Contraindications for COLUMNSTORE indexes ?

  • What would be several things to keep in mind regarding WHEN NOT TO CREATE/USE Columnstore indexes?  Like for example my manager was asking this morning : 'What can possibly hurt us and how after we create a dozen of columnstore indexes on several tables? what are possible worst case scenarios or side effects that may happen?'          (i also read somewhere that columnstore indexes  are "not really for OLTP databases"?)

    Also, Memory Optimized Tables may be a bit too much work and things to worry about/support for our DBAs (filegroups, database settings and a lot of things need to be changed in database in order to enable it for creating memory optimized tables, right?)

    * Can we just create a few columnstore indexes on regular, not in-memory tables, and still expect a performance boost comparable with columnstore indexes on Memory Optimized tables? I am thinking about tables with more than 2 million rows and against which a lot of Aggregations are run.

    Thanks.

    Likes to play Chess

  • Well for Memory Optimized Tables you need to create a filegroup and one or more files for that filegroup per database. It's a good practice to setup resource governor for In-Memory enabled databases - otherwise you might end up running out of memory. I am supporting a DWH which I changed to take advantage of In-Memory because well the storage doesn't keep up with the demand for nightly load performance.

    Just have to stress this again - you really have to manage your memory usage rather well, when I started migrating some tables to in-Memory I did end up with a memory usage by Memory Optimized Objects of around 100 - 120GB which mostly was unused memory. To my disadvantage in this regard: The DB does not run in full recovery mode which makes reclaiming free Memory a bit tougher.

    Anyways after some tuning I'm down to 60 - 70 GB RAM usage on a 256 GB Box - I can happily skip Resource Governor this way but you'll unlikely have the chance to purge SCHEMA_ONLY durable tables once a day like I have so yes, there will be some work to manage in-Memory OLTP but that's mostly going towards Resource Governor imo.
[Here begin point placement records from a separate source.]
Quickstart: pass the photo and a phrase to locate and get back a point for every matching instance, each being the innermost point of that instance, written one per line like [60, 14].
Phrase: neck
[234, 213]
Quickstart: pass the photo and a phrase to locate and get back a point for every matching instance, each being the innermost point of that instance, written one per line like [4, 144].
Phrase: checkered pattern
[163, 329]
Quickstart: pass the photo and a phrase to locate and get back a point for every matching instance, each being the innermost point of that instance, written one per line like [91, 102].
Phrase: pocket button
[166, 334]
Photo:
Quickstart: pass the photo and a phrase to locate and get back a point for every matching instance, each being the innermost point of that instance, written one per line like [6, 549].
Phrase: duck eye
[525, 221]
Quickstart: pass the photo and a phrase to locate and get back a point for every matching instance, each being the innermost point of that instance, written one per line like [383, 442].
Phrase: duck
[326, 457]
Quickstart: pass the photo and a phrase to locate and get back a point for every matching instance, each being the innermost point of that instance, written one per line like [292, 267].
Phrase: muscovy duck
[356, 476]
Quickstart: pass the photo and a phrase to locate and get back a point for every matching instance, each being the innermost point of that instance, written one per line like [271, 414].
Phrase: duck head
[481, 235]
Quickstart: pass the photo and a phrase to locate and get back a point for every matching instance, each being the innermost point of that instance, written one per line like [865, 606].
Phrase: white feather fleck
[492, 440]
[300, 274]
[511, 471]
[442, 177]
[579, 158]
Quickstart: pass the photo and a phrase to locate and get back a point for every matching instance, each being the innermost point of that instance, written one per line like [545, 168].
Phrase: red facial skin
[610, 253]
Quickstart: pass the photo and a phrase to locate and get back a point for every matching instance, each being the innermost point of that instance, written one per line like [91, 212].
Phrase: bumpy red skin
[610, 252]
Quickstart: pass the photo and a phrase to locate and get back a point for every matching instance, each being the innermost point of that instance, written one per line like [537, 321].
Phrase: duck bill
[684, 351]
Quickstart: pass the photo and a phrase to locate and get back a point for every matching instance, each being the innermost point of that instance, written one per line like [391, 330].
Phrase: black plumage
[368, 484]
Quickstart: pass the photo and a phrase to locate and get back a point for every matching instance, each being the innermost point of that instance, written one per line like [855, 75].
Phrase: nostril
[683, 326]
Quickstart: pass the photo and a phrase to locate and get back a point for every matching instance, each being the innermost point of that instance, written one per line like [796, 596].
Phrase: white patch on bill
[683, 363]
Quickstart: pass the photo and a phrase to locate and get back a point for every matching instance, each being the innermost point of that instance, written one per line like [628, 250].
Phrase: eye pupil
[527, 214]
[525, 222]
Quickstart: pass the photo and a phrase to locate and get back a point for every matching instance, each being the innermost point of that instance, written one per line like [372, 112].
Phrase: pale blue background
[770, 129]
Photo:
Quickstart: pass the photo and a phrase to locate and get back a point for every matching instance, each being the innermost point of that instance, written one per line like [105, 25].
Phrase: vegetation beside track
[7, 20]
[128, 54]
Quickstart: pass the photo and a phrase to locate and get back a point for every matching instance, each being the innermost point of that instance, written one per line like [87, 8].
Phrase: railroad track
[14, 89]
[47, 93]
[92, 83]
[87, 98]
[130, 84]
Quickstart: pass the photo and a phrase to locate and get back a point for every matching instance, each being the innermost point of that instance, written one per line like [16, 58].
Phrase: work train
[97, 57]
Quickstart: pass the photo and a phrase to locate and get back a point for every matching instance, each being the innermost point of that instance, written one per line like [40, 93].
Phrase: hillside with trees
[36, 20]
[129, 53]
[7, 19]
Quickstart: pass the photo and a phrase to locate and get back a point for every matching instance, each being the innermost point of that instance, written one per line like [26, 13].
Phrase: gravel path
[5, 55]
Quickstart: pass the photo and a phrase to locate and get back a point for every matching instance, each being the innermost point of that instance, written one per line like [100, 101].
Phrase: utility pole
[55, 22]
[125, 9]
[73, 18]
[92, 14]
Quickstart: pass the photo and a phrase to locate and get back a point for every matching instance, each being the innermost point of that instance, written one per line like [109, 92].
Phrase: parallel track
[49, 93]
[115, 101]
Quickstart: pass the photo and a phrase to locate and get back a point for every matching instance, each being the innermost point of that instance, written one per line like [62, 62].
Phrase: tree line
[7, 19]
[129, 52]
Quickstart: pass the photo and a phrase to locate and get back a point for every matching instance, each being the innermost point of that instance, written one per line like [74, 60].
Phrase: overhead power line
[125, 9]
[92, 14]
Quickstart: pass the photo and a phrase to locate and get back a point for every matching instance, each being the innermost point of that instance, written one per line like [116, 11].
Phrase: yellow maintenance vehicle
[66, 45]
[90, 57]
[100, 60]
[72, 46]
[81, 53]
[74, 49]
  • If you're not seeing page latch waits as your number one wait type, by an enormous margin, then you should not be using the In-Memory tables & indexes. Period. They solve a very narrow range of problems. They're not magic. They come with a lot of limitations and overhead.

    The exception to this is the possible use of in-memory table variables. Now those can radically improve performance IF you're using lots of table variables. If not, again, no real win here.

    The In-Memory indexes & tables are very much an edge-case tool. Don't get hung on the marketing hype. Now, if you're in the edge case, and you can deal with the limitations, they are incredible performance enhancement tools.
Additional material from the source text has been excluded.